More settlement, and more atrocities like the killing of a defenceless elder, enraged the Shawnee. They rampaged through what is now western Pennsylvania, West Virginia, eastern Ohio, and north Kentucky. One of their favourite spots was along the Ohio River, because the transportation artery floated hundreds of settlers downriver toward new homes and new lives in Kentucky. Tecumseh was a regular among the warriors who attacked settlers’ flatboats, rich targets loaded with livestock and household possessions. The Indians launched bark canoes or simply waited at narrow spots in the river to make interceptions. Sometimes they stood white captives on the shore as decoys to lure boats into landing.

The large flatboats, some nearly one hundred feet in length, were propelled and steered by long oars, requiring four to six men as crew. When they had to man the oars in difficult situations, the men could not fight back. That’s when the Indians poured musket balls and arrows at them.

Tecumseh was among a band of Indians that attacked a large flatboat being brought downriver by traders. The Shawnee captured the boat and killed all the people aboard, except one. This man was taken prisoner and later burned alive. Tecumseh watched the burning, but was young, with no status to interfere. The burning scene seared his memory. He told other warriors of his disgust of torture and promised himself that he would prevent such brutality in future.
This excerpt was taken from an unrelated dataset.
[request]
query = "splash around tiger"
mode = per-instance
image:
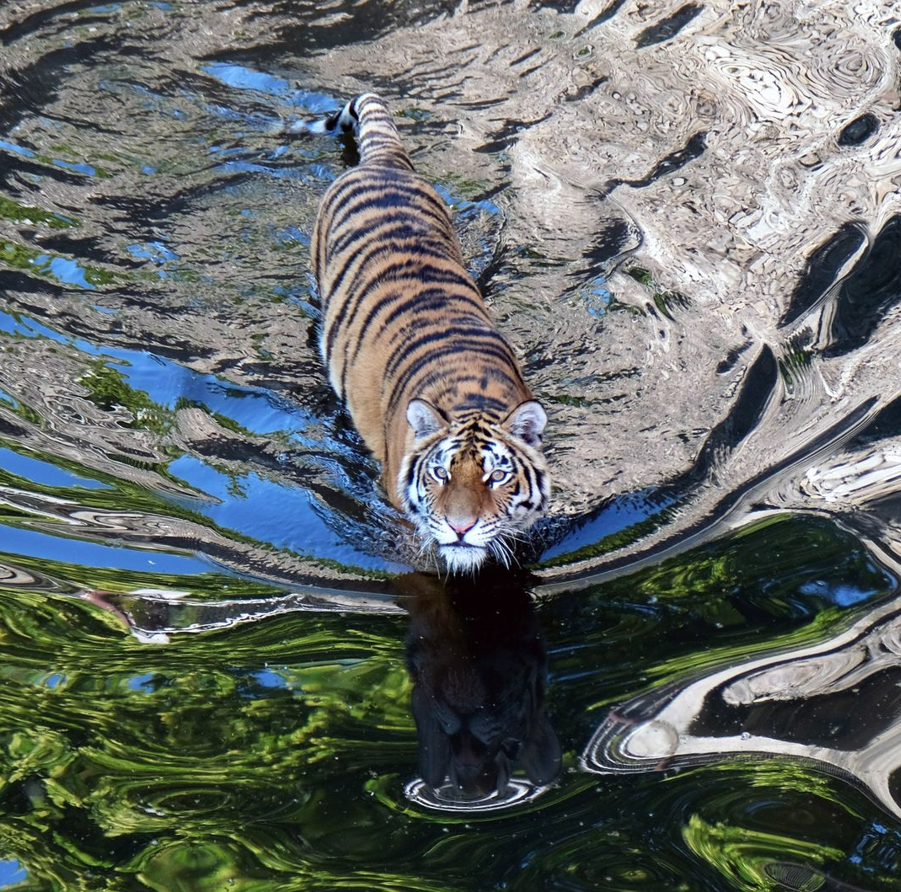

Dislike of needless cruelty became a Tecumseh characteristic. He believed it was wrong to murder helpless captives and was not afraid to tell others.

“He was always averse to taking prisoners in his warfare,” Ruddell wrote later in life. “But when prisoners fell into his hands he always treated them with as much humanity as if they had been in the hands of civilized people — no burning — no torturing. He never tolerated the practice of killing women and children.”